NetBSD Problem Report #59235
From mlelstv@tazz.1st.de Sun Mar 30 08:51:41 2025
Return-Path: <mlelstv@tazz.1st.de>
Received: from mail.netbsd.org (mail.netbsd.org [199.233.217.200])
(using TLSv1.3 with cipher TLS_AES_256_GCM_SHA384 (256/256 bits)
key-exchange X25519 server-signature RSA-PSS (2048 bits) server-digest SHA256
client-signature RSA-PSS (2048 bits) client-digest SHA256)
(Client CN "mail.NetBSD.org", Issuer "mail.NetBSD.org CA" (not verified))
by mollari.NetBSD.org (Postfix) with ESMTPS id 9C58D1A9239
for <gnats-bugs@gnats.NetBSD.org>; Sun, 30 Mar 2025 08:51:41 +0000 (UTC)
Message-Id: <20250330085110.73545CCAE5@tazz.1st.de>
Date: Sun, 30 Mar 2025 10:51:10 +0200 (CEST)
From: mlelstv@netbsd.org
Reply-To: mlelstv@netbsd.org
To: gnats-bugs@NetBSD.org
Subject: efi(8) panics
X-Send-Pr-Version: 3.95
>Number: 59235
>Notify-List: riastradh@NetBSD.org
>Category: kern
>Synopsis: efi(8) panics
>Confidential: no
>Severity: serious
>Priority: low
>Responsible: kern-bug-people
>State: open
>Class: sw-bug
>Submitter-Id: net
>Arrival-Date: Sun Mar 30 08:55:00 +0000 2025
>Last-Modified: Sun Mar 30 20:38:37 +0000 2025
>Originator: Michael van Elst
>Release: NetBSD 10.99.12
>Organization:
>Environment:
System: NetBSD tazz 10.99.12 NetBSD 10.99.12 (TAZZ) #7: Sat Mar 29 20:45:44 UTC 2025 mlelstv@slowpoke:/scratch2/obj.amd64/scratch/netbsd-current/src/sys/arch/amd64/compile/TAZZ amd64
Architecture: x86_64
Machine: amd64
>Description:
Running efi without arguments causes a kernel panic.
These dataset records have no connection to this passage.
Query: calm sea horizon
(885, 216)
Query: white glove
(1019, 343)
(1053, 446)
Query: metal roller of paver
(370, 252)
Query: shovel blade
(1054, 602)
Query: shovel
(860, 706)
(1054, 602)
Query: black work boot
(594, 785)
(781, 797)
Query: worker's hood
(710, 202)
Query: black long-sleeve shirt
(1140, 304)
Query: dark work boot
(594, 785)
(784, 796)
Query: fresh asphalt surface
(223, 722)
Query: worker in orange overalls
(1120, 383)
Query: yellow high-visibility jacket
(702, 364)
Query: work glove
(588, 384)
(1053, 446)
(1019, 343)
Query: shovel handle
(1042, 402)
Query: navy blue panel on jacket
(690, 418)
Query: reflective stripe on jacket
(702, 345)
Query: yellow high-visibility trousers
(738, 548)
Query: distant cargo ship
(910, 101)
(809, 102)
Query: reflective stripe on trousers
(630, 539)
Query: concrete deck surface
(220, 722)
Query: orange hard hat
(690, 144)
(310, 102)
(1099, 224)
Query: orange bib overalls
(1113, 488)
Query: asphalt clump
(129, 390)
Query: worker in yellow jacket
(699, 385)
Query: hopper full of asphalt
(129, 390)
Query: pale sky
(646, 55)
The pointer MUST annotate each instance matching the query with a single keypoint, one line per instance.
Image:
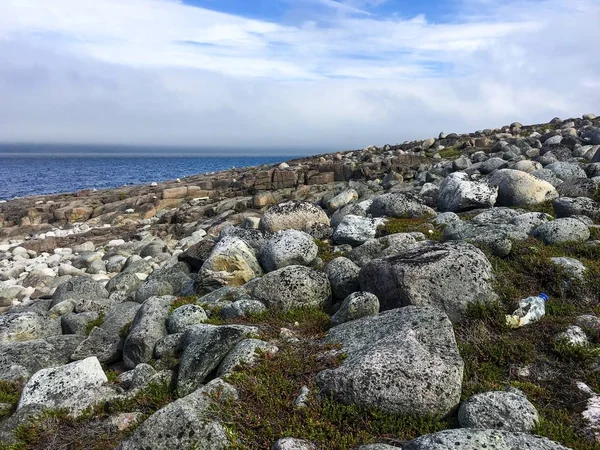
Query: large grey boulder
(403, 361)
(184, 317)
(232, 262)
(458, 193)
(19, 359)
(245, 352)
(74, 386)
(287, 248)
(343, 277)
(147, 328)
(355, 306)
(204, 347)
(499, 410)
(187, 423)
(580, 206)
(398, 204)
(27, 326)
(475, 439)
(294, 215)
(292, 286)
(560, 231)
(516, 188)
(355, 230)
(449, 276)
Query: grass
(409, 225)
(10, 393)
(265, 410)
(55, 429)
(494, 354)
(94, 323)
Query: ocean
(27, 170)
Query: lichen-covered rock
(343, 277)
(403, 361)
(232, 262)
(187, 423)
(560, 231)
(458, 193)
(26, 358)
(74, 386)
(355, 306)
(204, 347)
(245, 352)
(287, 248)
(580, 206)
(448, 275)
(185, 316)
(147, 328)
(356, 230)
(516, 188)
(475, 439)
(398, 204)
(292, 286)
(294, 215)
(27, 326)
(498, 410)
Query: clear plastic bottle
(531, 309)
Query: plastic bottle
(531, 309)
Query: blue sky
(282, 74)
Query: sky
(290, 74)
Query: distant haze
(288, 76)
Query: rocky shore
(348, 300)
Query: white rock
(74, 386)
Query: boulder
(343, 277)
(294, 215)
(560, 231)
(398, 204)
(185, 316)
(74, 386)
(448, 275)
(356, 230)
(498, 410)
(204, 347)
(292, 286)
(402, 361)
(27, 326)
(187, 423)
(287, 248)
(355, 306)
(475, 439)
(458, 193)
(232, 262)
(147, 328)
(516, 188)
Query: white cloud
(158, 71)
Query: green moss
(265, 411)
(10, 393)
(94, 323)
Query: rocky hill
(354, 300)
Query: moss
(265, 411)
(94, 323)
(10, 393)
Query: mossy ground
(529, 358)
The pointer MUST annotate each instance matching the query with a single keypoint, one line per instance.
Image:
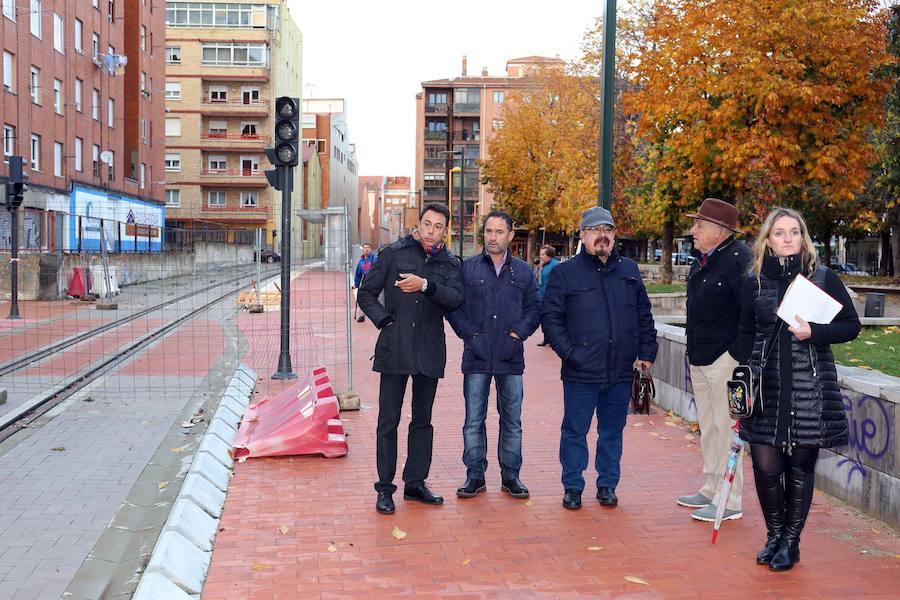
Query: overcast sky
(376, 54)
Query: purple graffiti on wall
(867, 437)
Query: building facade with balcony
(226, 62)
(73, 105)
(455, 121)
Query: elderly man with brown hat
(713, 312)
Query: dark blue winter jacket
(597, 318)
(492, 307)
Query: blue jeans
(476, 387)
(580, 401)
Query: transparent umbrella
(734, 457)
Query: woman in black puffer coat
(802, 409)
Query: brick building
(77, 104)
(461, 114)
(226, 62)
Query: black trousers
(421, 433)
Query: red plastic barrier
(303, 419)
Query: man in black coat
(421, 285)
(713, 313)
(501, 308)
(596, 316)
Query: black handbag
(745, 386)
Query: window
(35, 18)
(218, 93)
(173, 90)
(173, 198)
(57, 159)
(78, 86)
(58, 34)
(218, 128)
(57, 96)
(235, 54)
(173, 126)
(35, 85)
(249, 199)
(79, 28)
(9, 140)
(217, 163)
(216, 198)
(35, 152)
(79, 150)
(9, 71)
(173, 161)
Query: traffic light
(15, 187)
(286, 151)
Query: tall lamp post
(607, 104)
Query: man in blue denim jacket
(501, 308)
(596, 316)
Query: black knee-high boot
(798, 498)
(770, 491)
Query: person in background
(802, 409)
(547, 256)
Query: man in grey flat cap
(596, 316)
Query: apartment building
(325, 128)
(77, 105)
(461, 114)
(226, 62)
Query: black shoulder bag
(745, 385)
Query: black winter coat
(714, 302)
(802, 405)
(493, 306)
(411, 341)
(597, 318)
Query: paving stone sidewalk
(306, 527)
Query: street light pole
(607, 88)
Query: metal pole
(14, 263)
(607, 104)
(284, 359)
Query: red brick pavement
(306, 527)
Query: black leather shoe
(385, 504)
(421, 493)
(607, 497)
(787, 556)
(471, 488)
(572, 499)
(514, 487)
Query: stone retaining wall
(865, 473)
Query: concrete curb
(181, 556)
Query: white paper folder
(806, 299)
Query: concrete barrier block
(154, 586)
(203, 493)
(193, 523)
(217, 473)
(219, 450)
(179, 561)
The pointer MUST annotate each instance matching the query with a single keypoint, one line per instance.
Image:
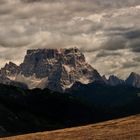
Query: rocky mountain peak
(56, 69)
(114, 80)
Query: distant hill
(121, 129)
(26, 111)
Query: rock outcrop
(56, 69)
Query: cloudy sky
(107, 31)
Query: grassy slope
(120, 129)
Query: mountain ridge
(58, 69)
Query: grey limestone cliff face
(114, 81)
(56, 69)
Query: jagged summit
(114, 80)
(56, 69)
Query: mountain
(27, 111)
(133, 80)
(56, 69)
(114, 80)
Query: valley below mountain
(121, 129)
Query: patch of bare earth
(120, 129)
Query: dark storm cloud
(109, 30)
(107, 53)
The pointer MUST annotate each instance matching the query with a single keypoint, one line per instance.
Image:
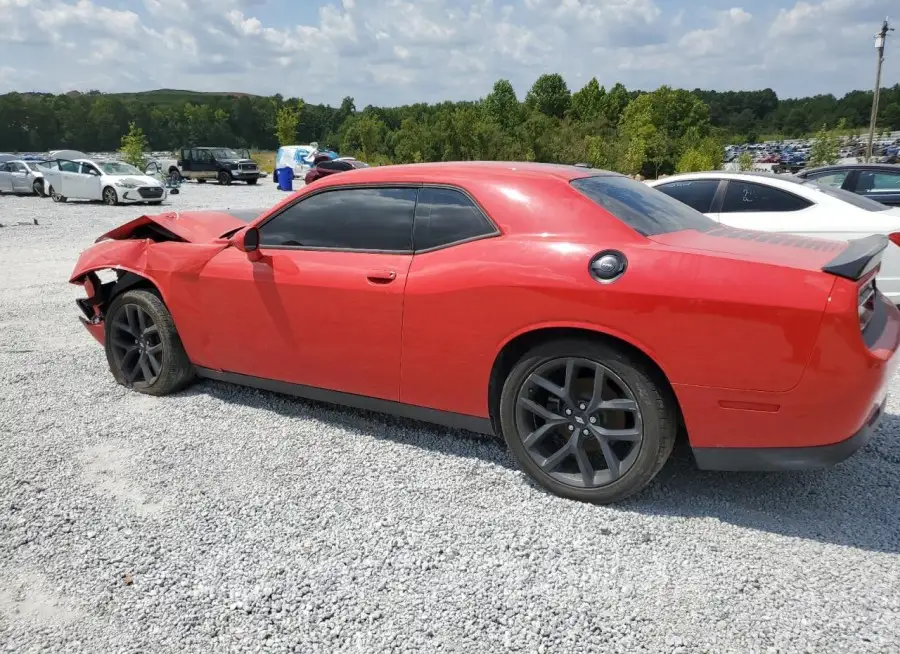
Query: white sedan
(112, 182)
(784, 203)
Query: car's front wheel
(587, 420)
(55, 196)
(143, 348)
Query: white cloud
(400, 51)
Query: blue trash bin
(285, 178)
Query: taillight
(866, 302)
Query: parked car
(23, 176)
(785, 203)
(585, 337)
(113, 182)
(332, 166)
(879, 182)
(222, 164)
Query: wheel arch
(518, 344)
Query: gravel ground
(231, 520)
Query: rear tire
(143, 348)
(110, 197)
(568, 446)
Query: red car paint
(762, 348)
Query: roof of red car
(461, 169)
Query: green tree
(133, 145)
(502, 105)
(287, 119)
(588, 103)
(825, 149)
(549, 95)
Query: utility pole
(879, 46)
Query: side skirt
(413, 412)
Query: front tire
(588, 421)
(143, 348)
(56, 197)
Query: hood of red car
(191, 226)
(774, 248)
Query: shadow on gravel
(854, 504)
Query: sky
(392, 52)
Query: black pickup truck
(222, 164)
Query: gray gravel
(231, 520)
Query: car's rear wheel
(56, 197)
(587, 421)
(143, 348)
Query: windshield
(644, 209)
(225, 153)
(118, 168)
(858, 201)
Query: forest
(653, 132)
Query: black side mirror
(251, 239)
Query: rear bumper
(774, 459)
(826, 417)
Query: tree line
(654, 132)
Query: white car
(784, 203)
(23, 176)
(112, 182)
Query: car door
(880, 185)
(5, 178)
(752, 205)
(323, 304)
(19, 176)
(91, 182)
(69, 178)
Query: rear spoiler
(860, 257)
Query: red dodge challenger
(581, 315)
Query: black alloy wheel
(136, 345)
(581, 422)
(143, 348)
(588, 420)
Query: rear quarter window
(647, 211)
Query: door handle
(381, 276)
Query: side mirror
(248, 241)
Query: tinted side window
(644, 209)
(835, 179)
(445, 216)
(875, 182)
(348, 219)
(697, 193)
(745, 197)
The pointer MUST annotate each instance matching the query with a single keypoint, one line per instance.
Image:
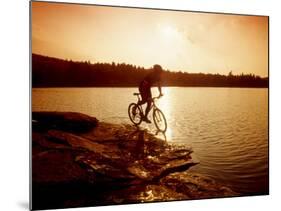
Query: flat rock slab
(78, 161)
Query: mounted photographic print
(136, 105)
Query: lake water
(226, 127)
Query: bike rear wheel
(135, 113)
(159, 120)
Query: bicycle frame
(153, 105)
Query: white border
(14, 82)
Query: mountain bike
(136, 114)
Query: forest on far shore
(53, 72)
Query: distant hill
(53, 72)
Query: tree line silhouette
(53, 72)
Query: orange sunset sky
(186, 41)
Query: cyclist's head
(157, 69)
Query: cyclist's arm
(159, 88)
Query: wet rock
(77, 161)
(65, 121)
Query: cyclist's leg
(149, 102)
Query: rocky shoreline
(79, 161)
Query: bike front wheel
(135, 113)
(159, 120)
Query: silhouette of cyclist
(145, 88)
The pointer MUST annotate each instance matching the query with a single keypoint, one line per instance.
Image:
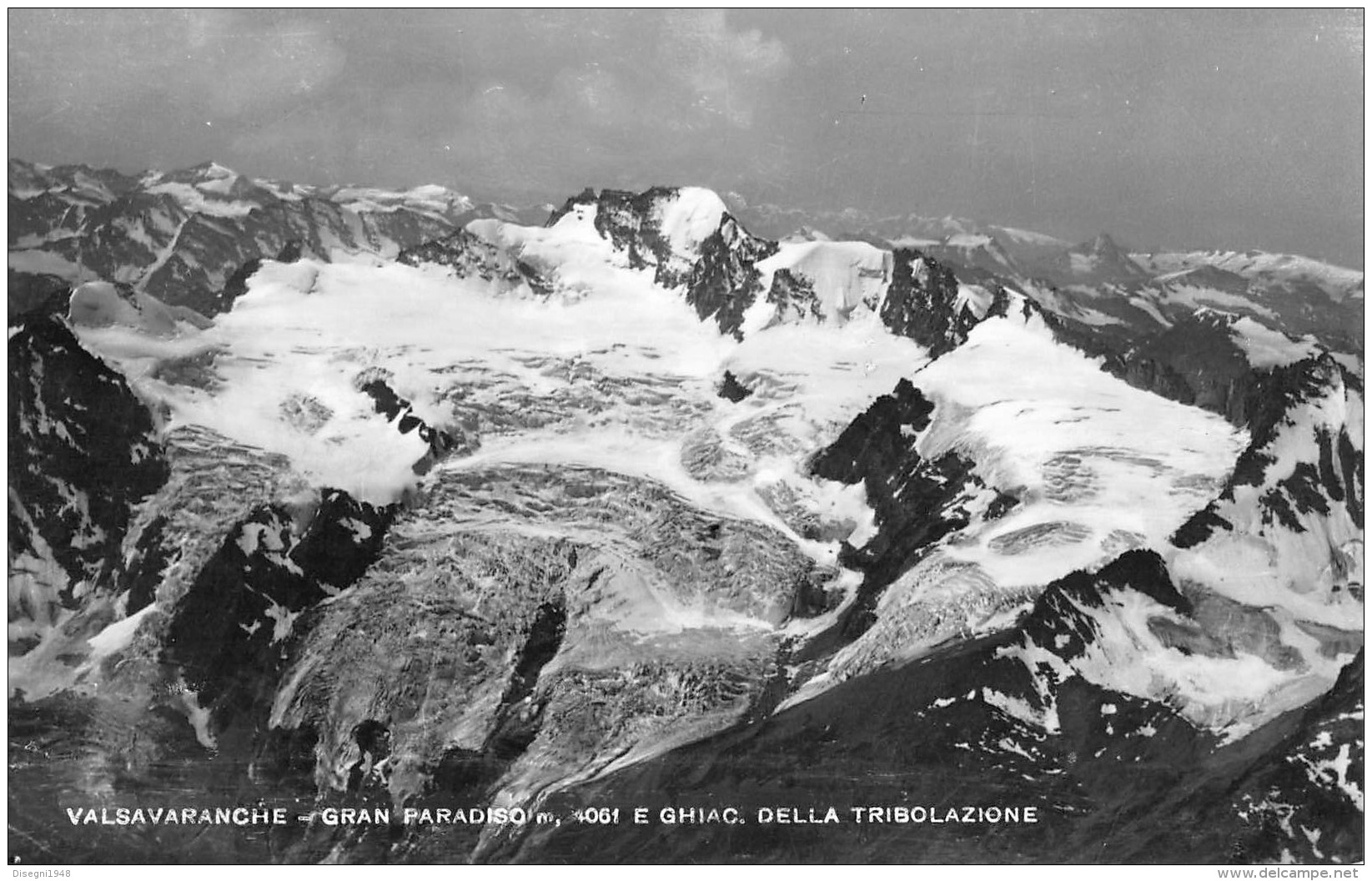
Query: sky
(1165, 128)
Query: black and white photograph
(495, 436)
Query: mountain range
(353, 498)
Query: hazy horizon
(1168, 129)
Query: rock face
(963, 729)
(83, 453)
(180, 236)
(640, 510)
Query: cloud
(537, 103)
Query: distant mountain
(181, 235)
(644, 508)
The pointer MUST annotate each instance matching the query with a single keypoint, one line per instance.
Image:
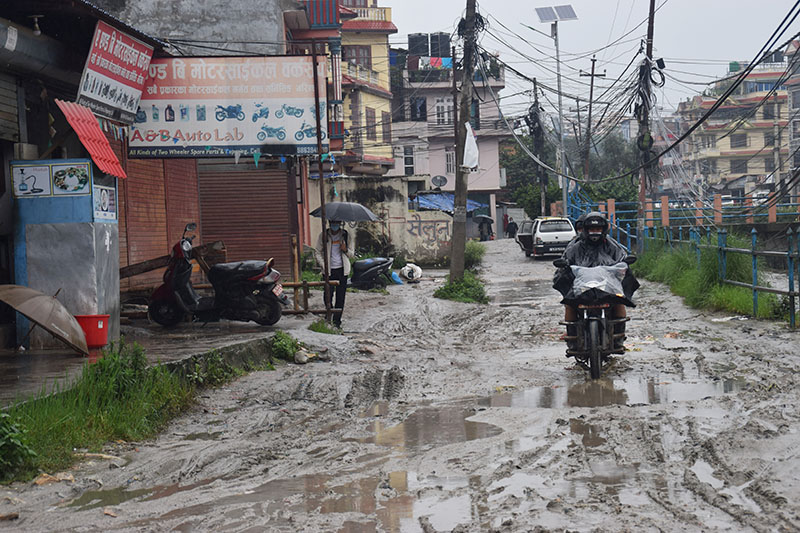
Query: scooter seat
(240, 270)
(365, 264)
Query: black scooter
(245, 290)
(371, 273)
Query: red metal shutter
(249, 209)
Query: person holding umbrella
(340, 247)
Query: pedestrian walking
(511, 229)
(340, 248)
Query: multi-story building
(744, 145)
(424, 133)
(367, 92)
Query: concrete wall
(422, 236)
(235, 20)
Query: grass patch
(322, 326)
(117, 398)
(702, 287)
(469, 289)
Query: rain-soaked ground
(438, 416)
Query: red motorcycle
(244, 290)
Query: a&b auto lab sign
(115, 73)
(224, 106)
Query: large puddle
(603, 392)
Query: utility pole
(645, 141)
(459, 239)
(589, 120)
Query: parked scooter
(267, 131)
(306, 130)
(595, 329)
(262, 111)
(245, 290)
(231, 111)
(290, 111)
(371, 273)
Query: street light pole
(560, 163)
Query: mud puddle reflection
(603, 392)
(521, 293)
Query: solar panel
(546, 14)
(566, 13)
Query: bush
(284, 346)
(473, 255)
(469, 289)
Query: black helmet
(595, 220)
(579, 222)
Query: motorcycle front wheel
(164, 313)
(272, 313)
(595, 359)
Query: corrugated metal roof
(92, 137)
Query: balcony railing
(374, 13)
(362, 73)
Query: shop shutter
(248, 209)
(9, 121)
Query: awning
(92, 137)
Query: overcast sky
(696, 38)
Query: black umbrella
(345, 212)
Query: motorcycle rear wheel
(595, 359)
(273, 313)
(164, 313)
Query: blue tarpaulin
(442, 201)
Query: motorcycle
(289, 110)
(231, 111)
(595, 290)
(307, 130)
(371, 273)
(267, 131)
(245, 290)
(262, 111)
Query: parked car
(545, 235)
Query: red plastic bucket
(96, 329)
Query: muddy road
(436, 416)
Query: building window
(444, 111)
(450, 161)
(419, 109)
(357, 54)
(738, 166)
(386, 127)
(739, 140)
(408, 160)
(372, 131)
(475, 115)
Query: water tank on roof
(440, 44)
(418, 44)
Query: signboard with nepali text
(228, 107)
(115, 73)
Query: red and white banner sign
(115, 73)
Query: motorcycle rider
(593, 248)
(340, 247)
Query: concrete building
(743, 146)
(423, 129)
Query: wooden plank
(158, 262)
With a LOCKDEBUG kernel you get this:
[ 39236.0798177] Mutex error: rw_vector_enter,304: spin lock held
[ 39236.0798177] lock address : netbsd:efi_runtime_lock
[ 39236.0798177] type : spin
[ 39236.0798177] initialized : netbsd:efi_init+0x2e6
[ 39236.0798177] shared holds : 0 exclusive: 1
[ 39236.0798177] shares wanted: 0 exclusive: 0
[ 39236.0798177] relevant cpu : 0 last held: 0
[ 39236.0798177] relevant lwp : 0xffff8723827b9800 last held: 0xffff8723827b9800
[ 39236.0798177] last locked* : netbsd:efi_runtime_enter+0x22
[ 39236.0798177] unlocked : 0
[ 39236.0798177] owner field : 0x0000000000010600 wait/spin: 0/1
[ 39236.0820692] panic: LOCKDEBUG: Mutex error: rw_vector_enter,304: spin lock h
eld
[ 39236.0820692] cpu0: Begin traceback...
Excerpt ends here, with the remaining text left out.